Clustal W is a general purpose multiple alignment program for DNA or proteins.

Sequence Input

All sequences must be in 1 file, one after another. 7 formats are automatically recognised: NBRF-PIR, EMBL-SWISSPROT, Pearson (Fasta), Clustal (*.aln), GCG-MSF (Pileup), GCG9-RSF and GDE flat file. All non-alphabetic characters (spaces, digits, punctuation marks) are ignored except "-" which is used to indicate a GAP ("." in MSF-RSF).

This is how clustal knows what sequence type you are using:

Please choose either a nucleotide or protein sequence from the checkbox. The script will not let you carry on unless you do so.


Alignments

Multiple alignments are carried out in 3 stages:

  1. all sequences are compared to each other (pairwise alignments)
  2. a dendrogram (like a phylogenetic tree) is constructed, describing the approximate groupings of the sequences by similarity.
  3. the final multiple alignment is carried out, using the dendrogram as a guide.

Pairwise alignment parameters control the speed and sensitivity of the initial alignments.
Multiple alignment parameters control the gaps in the final multiple alignments.
Output format allows you to choose from 6 different alignment formats (CLUSTAL, GCG, PIR, PHYLIP, and GDE). I suggest you try all of them, and use the one you like the most!


Pairwise alignments

A distance is calculated between every pair of sequences and these are used to construct the dendrogram which guides the final multiple alignment. The scores are calculated from separate pairwise alignments. These can be calculated using 2 methods: dynamic programming (slow but accurate) or by the method of Wilbur and Lipman (extremely fast but approximate).

The slow-accurate method is fine for short sequences but will be VERY SLOW for many (e.g. >100) long (e.g. >1000 residue) sequences.


Multiple alignment parameters

These parameters control the final multiple alignment.

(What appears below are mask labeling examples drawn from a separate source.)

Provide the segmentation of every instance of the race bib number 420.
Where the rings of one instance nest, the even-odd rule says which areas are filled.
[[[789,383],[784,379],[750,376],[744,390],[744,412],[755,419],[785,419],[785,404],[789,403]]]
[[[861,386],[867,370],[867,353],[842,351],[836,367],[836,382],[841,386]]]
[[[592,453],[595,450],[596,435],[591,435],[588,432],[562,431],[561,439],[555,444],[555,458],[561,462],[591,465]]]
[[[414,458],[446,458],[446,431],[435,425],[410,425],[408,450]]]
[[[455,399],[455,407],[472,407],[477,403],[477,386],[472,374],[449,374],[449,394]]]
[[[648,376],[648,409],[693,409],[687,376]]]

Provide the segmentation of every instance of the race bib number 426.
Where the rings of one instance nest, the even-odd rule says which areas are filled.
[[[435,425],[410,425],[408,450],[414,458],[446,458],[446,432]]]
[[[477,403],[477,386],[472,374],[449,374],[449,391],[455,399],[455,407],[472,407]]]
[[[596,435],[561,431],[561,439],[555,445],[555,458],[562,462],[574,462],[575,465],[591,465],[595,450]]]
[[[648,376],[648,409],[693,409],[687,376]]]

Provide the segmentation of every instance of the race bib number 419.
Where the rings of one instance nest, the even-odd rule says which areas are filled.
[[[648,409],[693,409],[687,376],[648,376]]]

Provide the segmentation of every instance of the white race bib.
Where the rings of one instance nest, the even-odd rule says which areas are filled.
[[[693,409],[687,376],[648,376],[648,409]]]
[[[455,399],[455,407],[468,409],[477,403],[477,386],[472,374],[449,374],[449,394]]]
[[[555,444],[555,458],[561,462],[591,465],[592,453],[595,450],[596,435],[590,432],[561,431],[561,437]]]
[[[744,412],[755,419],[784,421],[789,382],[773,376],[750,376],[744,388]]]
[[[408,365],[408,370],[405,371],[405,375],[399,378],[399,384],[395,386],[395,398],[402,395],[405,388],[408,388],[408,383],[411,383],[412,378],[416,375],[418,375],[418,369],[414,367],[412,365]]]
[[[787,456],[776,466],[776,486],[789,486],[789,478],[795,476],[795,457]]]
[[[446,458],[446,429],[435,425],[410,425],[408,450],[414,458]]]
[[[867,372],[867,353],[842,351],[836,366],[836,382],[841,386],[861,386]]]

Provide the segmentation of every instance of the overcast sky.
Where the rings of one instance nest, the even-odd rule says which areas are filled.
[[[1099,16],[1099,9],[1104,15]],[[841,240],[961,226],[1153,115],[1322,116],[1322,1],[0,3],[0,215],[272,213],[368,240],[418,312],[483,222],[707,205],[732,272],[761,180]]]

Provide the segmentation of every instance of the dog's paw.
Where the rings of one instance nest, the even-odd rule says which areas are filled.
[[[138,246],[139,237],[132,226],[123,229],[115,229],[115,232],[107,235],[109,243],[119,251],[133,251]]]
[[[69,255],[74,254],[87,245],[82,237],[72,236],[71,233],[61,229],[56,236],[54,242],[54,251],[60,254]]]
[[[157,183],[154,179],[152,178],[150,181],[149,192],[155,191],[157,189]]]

This is the core of the program and the details are complicated but we'll try and deal with them here.

Each step in the final multiple alignment consists of aligning two alignments or sequences. This is done progressively, following the branching order in the guide tree. The basic parameters to control this are two gap penalties and the scores for various identical-non-indentical residues.

The gap penalties control the cost of opening up every new gap and the cost of every item in a gap. Increasing the gap opening penalty will make gaps less frequent. Increasing the gap extension penalty will make gaps shorter. Gaps near the ends of sequences are not penalised so that the last few residues or bases don't get forced to the end of the sequence.

The delay divergent sequences switch delays the alignment of the most distantly related sequences until after the most closely related sequences have been aligned. The setting shows the percent identity level required to delay the addition of a sequence; sequences that are less identical than this level to any other sequences will be aligned later.

The transition weight gives transitions (A <--> G or C <--> T i.e. purine-purine or pyrimidine-pyrimidine substitutions) a weight between 0 and 1; a weight of zero means that the transitions are scored as mismatches, while a weight of 1 gives the transitions the match score. For distantly related DNA sequences, the weight should be near to zero; for closely related sequences it can be useful to assign a higher score.

Matrices

Please note that the matrices will automatically change depending on whether you select nucleotides or proteins

More help on the matrices is given below

The protein weight matrix offers a choice of weight matrices. The default for proteins is the PAM series derived by Gonnet and colleagues. Different matrices work differently at each evolutionary distance.

The DNA weight matrix has a choice of two matrices, IUB and CLUSTAL. The CLUSTAL is the matrix used by BESTFIT for comparison of nucleic acid sequences.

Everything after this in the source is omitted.